Casos como esses têm sido comuns na rotina das escolas do estado, assim como cresceu o número de fatos comunicados ao Sindicato dos Professores do Rio Grande do Sul (Sinpro/RS). Adiretoria colegiada da entidade avalia que o medo de perder alunos faz com que os estabelecimentos privados aumentem a pressão sobre os professores. Por outro lado, o medo de perder o emprego faz com que muitos profissionais aceitem situações como essas, de desrespeito e até agressões físicas.

“Quando a escola passa a se comportar como uma empresa, deve satisfazer os seus clientes. Desta forma os professores ficam subjugados a uma espécie de lei de mercado, muitas vezes endossando um falso êxito do aluno”, adverte o diretor do Sinpro/ RS Ângelo Dal Cin. “A escola é uma empresa e deve ser administrada como tal. Portanto, o aluno é o nosso cliente sim”, rebate o presidente do Sindicato dos Estabelecimentos Particulares de Ensino (Sinepe), Francisco Jardim. Para ele, não adianta querer mascarar a realidade: a escola que não se preocupar com qualidade fecha.

“Mas, por outro lado, este tipo de conduta é condenável pois atenta contra a qualidade que todos nós almejamos no ensino privado. É lamentável que coisas como estas ainda aconteçam”, justifica, referindo- se aos exemplos flagrados pela reportagem do Extra Classe. Por trás dos episódios, ressalta uma realidade: os estabelecimentos de ensino se pontuam cada vez mais pelo conceito de empresa, envolvendo seus projetos pedagógicos nessa estratégia.

As titulares da Faculdade de Educação da Ufrgs e doutoras em Educação Maria Beatriz Luce e Carmem Maria Craidy criticam a visão de que a escola deve se organizar como uma empresa. “A função da escola é formar cidadãos para o mundo”, defendem.
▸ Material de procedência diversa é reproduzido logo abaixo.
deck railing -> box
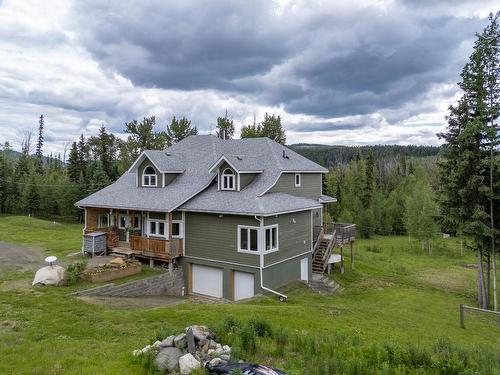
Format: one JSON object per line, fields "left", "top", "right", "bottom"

Esta visão, de mercado, reduz o conceito de educação. “Isso é resultado de uma crença neoliberal de que tudo é mercadoria e de que o mercado regula todas as relações. Só que existem relações que são impossíveis de serem reduzidas, aquelas que dizem respeito ao desenvolvimento humano”, explica Carmem, que atua na área de Políticas e Gestão da Educação. “O homem deve ser sujeito e não objeto no processo e, com a mercantilização, esta ordem fica completamente invertida”, complementa Maria Beatriz, especialista na área de Educação e Exclusão.

Aos que criticam a visão de gerenciamento empresarial Jardim responde: “O que nós defendemos é que a escola particular tenha um compromisso com a educação e não necessariamente se veja esta educação como mercadoria”. Para ele, a acusação de que o comportamento adotado pelas escolas particulares é mercantil não procede. “O que queremos é mais qualidade para termos maior número de alunos”, questiona o dirigente.

Na verdade, a qualidade sempre é uma reivindicação de todos os setores envolvidos na questão educacional. “O que se quer é qualidade e maior democratização nas decisões da escola”, reforça o professor Ângelo Dal Cin.

Experiência australiana é criticada

Uma experiência avançada no que diz respeito à mercantilização da educação foi criticada pela professora da Faculdade de Educação e da Escola de Estudos Culturais e Política da Queensland University of Tecnology, (Austrália), Erica Mc William. Ela criticou o modelo corporativo “perfeito” e o conceito de escola empreendedora. Graças a essa visão, a noção tradicional de conhecimento vem sendo substituída pela idéia de que educação e treinamento devem ser contínuos.

Na Austrália, a corporativização das escolas, colégios e universidades aumentou na última década. A pesquisadora diz que no seu país o governo já não é o dono da educação, mas um comprador de serviços de diversos fornecedores. Segundo Erica, nem sempre estes fornecedores são escolas ou universidades. “Pode ser qualquer um”, adverte. O resultado é que as escolas públicas, com verbas reduzidas, são obrigadas a adotar as chamadas parcerias com a iniciativa privada para se tornarem “empreendedoras”. Com isso, estas escolas passam a se preocupar com nichos de mercado, inclusive com cursos pagos, e cada vez mais com resultados quantitativos.

No Brasil e na Austrália, de acordo com Erica, existe uma clara evidência desta corporativização. Tanto escolas públicas como privadas estão adotando estratégias mercadológicas, como gerenciamento de qualidade total e obtenção de certificados de qualidade. “Práticas, diga-se de passagem, já desacreditadas até mesmo no mundo empresarial”, lamenta a teórica.